A LONG-DISCUSSED bond seasoning framework came into effect on the Singapore Exchange (SGX) on Thursday, giving retail investors the opportunity to buy certain bonds that were initially meant for institutions and accredited investors.
The framework, which went through public consultation in September and December 2014, will allow investors to buy wholesale bonds in denominations as small as S$1,000 if the bonds have been listed on SGX for at least six months. Issuers of such bonds must meet certain criteria relating to size, track record and listing history.

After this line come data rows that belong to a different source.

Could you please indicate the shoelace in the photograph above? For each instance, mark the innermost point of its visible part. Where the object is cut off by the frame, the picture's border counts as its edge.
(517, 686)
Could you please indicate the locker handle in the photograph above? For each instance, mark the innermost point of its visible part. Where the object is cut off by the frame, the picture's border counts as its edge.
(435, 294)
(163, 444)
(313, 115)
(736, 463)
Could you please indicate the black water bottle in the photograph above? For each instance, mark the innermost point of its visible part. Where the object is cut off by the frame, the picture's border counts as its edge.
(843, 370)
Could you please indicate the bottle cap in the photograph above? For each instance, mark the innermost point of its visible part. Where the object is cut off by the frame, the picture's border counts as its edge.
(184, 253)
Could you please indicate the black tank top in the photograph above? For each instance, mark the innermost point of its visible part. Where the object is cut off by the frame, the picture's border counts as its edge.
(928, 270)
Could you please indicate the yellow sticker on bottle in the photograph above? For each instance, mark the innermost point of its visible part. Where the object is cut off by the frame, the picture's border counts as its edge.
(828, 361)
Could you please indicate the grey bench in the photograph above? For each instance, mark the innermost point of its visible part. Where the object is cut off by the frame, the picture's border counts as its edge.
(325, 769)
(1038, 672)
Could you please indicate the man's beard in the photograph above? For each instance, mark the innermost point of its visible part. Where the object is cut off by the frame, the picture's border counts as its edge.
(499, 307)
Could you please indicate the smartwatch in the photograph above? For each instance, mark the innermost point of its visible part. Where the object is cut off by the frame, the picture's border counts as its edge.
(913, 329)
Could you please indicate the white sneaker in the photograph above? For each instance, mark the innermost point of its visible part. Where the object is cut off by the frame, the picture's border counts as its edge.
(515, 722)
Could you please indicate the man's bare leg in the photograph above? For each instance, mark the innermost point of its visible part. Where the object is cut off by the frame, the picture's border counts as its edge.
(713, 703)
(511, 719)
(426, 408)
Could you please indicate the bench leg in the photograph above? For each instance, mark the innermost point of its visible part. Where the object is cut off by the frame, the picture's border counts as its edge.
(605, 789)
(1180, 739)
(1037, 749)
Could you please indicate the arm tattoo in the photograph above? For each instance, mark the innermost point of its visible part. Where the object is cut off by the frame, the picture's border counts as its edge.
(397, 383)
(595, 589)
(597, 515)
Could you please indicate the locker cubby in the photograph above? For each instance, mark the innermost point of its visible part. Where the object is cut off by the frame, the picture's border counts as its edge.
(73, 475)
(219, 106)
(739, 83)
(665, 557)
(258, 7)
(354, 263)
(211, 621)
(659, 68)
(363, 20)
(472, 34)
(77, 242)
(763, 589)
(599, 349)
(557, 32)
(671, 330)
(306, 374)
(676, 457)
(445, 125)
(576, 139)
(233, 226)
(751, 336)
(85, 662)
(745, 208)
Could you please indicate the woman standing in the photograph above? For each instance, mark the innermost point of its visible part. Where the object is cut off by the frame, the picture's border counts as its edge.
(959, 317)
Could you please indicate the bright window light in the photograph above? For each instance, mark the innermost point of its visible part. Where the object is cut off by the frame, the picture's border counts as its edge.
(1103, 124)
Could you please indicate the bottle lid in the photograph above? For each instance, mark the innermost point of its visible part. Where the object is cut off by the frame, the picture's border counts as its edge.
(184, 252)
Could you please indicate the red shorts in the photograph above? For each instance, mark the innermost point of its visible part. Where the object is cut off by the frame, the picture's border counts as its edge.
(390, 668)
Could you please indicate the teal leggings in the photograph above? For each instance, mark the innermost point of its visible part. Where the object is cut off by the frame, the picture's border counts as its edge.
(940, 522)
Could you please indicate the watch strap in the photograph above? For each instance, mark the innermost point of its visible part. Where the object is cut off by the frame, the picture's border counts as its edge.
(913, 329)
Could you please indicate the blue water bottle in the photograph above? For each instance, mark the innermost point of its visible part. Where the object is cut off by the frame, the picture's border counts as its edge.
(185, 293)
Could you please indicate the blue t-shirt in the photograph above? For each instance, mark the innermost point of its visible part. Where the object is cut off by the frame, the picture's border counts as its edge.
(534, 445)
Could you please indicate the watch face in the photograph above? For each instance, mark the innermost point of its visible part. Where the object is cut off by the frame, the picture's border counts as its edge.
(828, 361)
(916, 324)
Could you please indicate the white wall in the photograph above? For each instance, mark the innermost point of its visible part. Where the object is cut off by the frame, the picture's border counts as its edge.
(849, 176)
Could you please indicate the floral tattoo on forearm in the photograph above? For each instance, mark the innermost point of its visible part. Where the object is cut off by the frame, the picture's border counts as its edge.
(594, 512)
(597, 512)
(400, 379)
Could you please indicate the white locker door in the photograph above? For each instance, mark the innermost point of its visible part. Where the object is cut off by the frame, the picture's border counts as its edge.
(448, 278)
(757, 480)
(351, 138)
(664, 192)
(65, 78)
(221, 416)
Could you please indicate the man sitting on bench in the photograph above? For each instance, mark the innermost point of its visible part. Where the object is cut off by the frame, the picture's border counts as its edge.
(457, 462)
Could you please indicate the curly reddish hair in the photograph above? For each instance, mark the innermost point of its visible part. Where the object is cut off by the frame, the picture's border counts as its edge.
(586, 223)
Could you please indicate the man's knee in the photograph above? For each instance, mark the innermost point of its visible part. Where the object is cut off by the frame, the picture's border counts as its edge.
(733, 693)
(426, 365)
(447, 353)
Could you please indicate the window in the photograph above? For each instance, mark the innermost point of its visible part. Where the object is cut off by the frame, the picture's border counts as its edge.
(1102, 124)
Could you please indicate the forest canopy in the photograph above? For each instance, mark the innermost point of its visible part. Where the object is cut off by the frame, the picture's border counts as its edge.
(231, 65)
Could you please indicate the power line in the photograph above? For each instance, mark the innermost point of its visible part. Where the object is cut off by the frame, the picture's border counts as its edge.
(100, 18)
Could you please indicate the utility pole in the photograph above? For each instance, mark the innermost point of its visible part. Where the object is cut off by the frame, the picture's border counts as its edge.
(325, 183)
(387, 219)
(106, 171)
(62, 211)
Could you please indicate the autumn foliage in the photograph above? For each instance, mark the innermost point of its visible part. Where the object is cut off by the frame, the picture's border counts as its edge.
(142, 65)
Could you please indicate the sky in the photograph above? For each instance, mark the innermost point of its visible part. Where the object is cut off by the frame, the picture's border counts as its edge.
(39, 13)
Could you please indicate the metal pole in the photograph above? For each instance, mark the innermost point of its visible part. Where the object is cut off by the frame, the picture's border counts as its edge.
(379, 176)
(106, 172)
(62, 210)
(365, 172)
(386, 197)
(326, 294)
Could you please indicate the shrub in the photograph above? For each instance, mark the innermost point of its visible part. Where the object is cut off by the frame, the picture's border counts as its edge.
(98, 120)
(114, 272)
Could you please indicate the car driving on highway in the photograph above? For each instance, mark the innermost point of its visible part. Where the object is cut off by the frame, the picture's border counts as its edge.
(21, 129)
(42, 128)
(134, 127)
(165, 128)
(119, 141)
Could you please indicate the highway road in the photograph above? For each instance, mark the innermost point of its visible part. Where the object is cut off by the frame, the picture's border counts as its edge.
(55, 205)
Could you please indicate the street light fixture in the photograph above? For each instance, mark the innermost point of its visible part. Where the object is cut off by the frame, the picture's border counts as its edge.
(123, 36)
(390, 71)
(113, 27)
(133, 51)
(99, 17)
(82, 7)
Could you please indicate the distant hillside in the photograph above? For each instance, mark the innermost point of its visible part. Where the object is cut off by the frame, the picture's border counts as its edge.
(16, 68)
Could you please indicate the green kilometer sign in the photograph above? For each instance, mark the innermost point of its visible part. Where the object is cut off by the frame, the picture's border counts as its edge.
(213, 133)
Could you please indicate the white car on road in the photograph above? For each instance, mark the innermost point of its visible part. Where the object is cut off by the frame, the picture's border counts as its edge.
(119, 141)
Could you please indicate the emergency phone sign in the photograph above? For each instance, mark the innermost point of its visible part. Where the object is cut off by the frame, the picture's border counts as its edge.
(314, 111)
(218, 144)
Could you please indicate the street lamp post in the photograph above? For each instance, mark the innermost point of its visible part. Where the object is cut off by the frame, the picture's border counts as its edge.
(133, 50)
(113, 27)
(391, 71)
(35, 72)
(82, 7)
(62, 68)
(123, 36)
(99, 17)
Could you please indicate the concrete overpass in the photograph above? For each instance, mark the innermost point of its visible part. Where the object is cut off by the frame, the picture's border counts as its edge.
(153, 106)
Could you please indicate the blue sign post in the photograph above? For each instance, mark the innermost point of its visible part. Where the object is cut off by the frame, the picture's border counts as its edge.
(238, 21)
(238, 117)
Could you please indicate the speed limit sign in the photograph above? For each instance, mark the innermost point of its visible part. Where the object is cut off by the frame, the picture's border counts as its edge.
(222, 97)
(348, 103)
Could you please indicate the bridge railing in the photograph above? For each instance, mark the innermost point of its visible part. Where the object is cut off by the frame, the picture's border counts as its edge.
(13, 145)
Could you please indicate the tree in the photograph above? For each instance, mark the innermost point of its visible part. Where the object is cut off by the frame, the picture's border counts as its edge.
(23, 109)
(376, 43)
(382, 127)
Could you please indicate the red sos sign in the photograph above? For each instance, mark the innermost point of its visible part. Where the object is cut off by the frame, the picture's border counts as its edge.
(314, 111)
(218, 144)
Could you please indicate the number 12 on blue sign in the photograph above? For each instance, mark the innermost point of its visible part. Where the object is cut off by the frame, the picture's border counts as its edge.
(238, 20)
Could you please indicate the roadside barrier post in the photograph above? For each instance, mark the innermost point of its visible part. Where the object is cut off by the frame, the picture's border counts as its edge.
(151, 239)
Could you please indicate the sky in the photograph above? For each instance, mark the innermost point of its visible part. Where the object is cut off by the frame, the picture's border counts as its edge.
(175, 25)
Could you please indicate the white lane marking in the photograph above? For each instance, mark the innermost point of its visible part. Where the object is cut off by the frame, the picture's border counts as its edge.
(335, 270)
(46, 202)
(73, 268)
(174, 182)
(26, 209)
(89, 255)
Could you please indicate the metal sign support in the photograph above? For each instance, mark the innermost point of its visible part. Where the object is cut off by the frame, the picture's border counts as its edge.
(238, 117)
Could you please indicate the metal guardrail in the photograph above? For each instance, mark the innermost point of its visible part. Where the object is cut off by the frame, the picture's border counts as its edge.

The framework also provides for re-taps, in which an issuer issues additional notes under an existing tranche without the need for a prospectus, as long as the six-month seasoning period is met.
At the same time, the Monetary Authority of Singapore (MAS) announced the Exempt Bond Issuer Framework, which allows issuers to offer bonds directly to retail investors at the onset without a prospectus if they meet eligibility criteria that are stricter than those used in the seasoning framework.
"The frameworks will widen the range of fixed income products and enable retail investors to access some of the 1,900 wholesale bonds listed on SGX," SGX chief executive Loh Boon Chye said in a statement. "Issuers too will gain from a bigger pool of investors. This initiative advances SGX's efforts to build a dynamic and thriving fixed income market in Singapore."